Differential amplifier circuits, such as comparators and operational amplifiers, are widely used in analog and digital circuits. Differential amplifiers provide a more stable gain, and may generally be fabricated using Integrated Circuit (IC) technologies, such as CMOS. Applying Integrated Circuit technologies significantly reduces the space (area) requirement for a circuit, as well as providing for ease of manufacturing devices using the integrated circuit.
An important consideration in integrating differential amplifier circuits, or any circuit that provides mirrored current, is that the transistors of the circuit must be as identical (or matched) as possible. Otherwise, a DC offset may develop at the output of the circuit. Accordingly, in a differential amplifier, mismatch of the input differential pair transistors causes a mismatch in the mirrored currents through the transistors. For example, in a analog to digital converter (ADC) circuit having a resolution of 5 mv, a DC offset of 50 mv at the output of the differential amplifier will cause an erroneous digital result at the output of the ADC circuit.

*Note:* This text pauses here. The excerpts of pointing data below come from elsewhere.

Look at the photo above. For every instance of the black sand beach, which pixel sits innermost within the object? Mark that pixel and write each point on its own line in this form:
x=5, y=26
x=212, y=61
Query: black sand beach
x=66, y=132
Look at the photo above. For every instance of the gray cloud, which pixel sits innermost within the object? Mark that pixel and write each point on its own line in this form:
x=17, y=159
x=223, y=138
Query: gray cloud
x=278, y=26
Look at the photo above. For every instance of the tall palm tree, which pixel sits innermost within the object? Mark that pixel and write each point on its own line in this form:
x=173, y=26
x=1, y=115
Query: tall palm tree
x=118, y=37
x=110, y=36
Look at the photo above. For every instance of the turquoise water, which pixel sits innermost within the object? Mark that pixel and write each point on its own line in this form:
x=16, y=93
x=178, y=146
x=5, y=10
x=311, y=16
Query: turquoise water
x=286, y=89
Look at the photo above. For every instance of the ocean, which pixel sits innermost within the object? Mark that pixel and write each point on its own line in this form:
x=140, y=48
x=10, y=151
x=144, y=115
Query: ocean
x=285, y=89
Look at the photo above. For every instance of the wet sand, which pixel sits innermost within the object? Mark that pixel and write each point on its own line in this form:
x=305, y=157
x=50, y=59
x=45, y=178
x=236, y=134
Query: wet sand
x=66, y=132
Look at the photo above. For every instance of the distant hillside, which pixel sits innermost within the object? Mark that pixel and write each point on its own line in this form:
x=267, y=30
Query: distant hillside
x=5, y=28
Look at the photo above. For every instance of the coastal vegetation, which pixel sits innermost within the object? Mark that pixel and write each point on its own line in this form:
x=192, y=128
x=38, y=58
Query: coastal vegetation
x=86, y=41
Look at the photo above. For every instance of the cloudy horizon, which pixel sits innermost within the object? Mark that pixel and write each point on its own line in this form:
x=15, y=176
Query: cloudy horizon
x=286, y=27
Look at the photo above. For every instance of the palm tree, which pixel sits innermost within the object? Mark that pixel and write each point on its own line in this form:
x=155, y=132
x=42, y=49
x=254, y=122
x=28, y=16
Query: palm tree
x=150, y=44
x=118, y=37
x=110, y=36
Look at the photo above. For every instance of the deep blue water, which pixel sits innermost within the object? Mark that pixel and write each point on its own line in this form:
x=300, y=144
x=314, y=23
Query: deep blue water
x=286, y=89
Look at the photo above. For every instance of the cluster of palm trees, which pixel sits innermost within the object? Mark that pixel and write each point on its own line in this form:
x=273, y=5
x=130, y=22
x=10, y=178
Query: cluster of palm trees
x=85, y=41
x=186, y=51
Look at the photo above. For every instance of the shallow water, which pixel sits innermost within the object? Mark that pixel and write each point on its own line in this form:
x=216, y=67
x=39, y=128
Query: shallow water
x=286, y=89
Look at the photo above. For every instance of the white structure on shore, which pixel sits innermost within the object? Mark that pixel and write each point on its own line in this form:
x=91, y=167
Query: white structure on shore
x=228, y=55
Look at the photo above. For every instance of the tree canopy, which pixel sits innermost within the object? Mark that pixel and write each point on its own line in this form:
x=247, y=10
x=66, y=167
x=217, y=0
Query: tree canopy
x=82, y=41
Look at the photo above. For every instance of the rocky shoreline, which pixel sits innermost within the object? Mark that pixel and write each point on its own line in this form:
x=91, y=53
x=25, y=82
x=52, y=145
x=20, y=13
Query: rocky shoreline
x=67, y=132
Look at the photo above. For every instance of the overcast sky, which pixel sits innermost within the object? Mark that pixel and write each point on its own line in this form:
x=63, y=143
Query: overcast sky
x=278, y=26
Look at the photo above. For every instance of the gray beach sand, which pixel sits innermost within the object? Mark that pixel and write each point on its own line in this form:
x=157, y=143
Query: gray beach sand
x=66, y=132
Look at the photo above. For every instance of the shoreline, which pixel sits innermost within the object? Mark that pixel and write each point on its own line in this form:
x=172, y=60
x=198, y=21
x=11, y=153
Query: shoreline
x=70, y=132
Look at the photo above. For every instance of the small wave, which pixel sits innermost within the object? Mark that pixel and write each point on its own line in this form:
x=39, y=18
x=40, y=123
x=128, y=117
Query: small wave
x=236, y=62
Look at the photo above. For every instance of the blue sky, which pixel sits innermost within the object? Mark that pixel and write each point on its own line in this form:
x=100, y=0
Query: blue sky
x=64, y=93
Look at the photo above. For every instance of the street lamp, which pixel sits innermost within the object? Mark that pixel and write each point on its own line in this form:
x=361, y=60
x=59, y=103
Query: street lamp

In CMOS differential amplifier ICs, the DC offset is a function of geometry, and other process dependent mismatches. In order to minimize the effects of the mismatch, layout techniques such as common centroid layout and interdigitization are typically used. However these layout techniques only minimize the DC offset, and once amplifier integration is complete, the resulting DC offset remains and must be dealt with.
Accordingly, a need exists to further minimize or eliminate the DC offset of integrated circuits.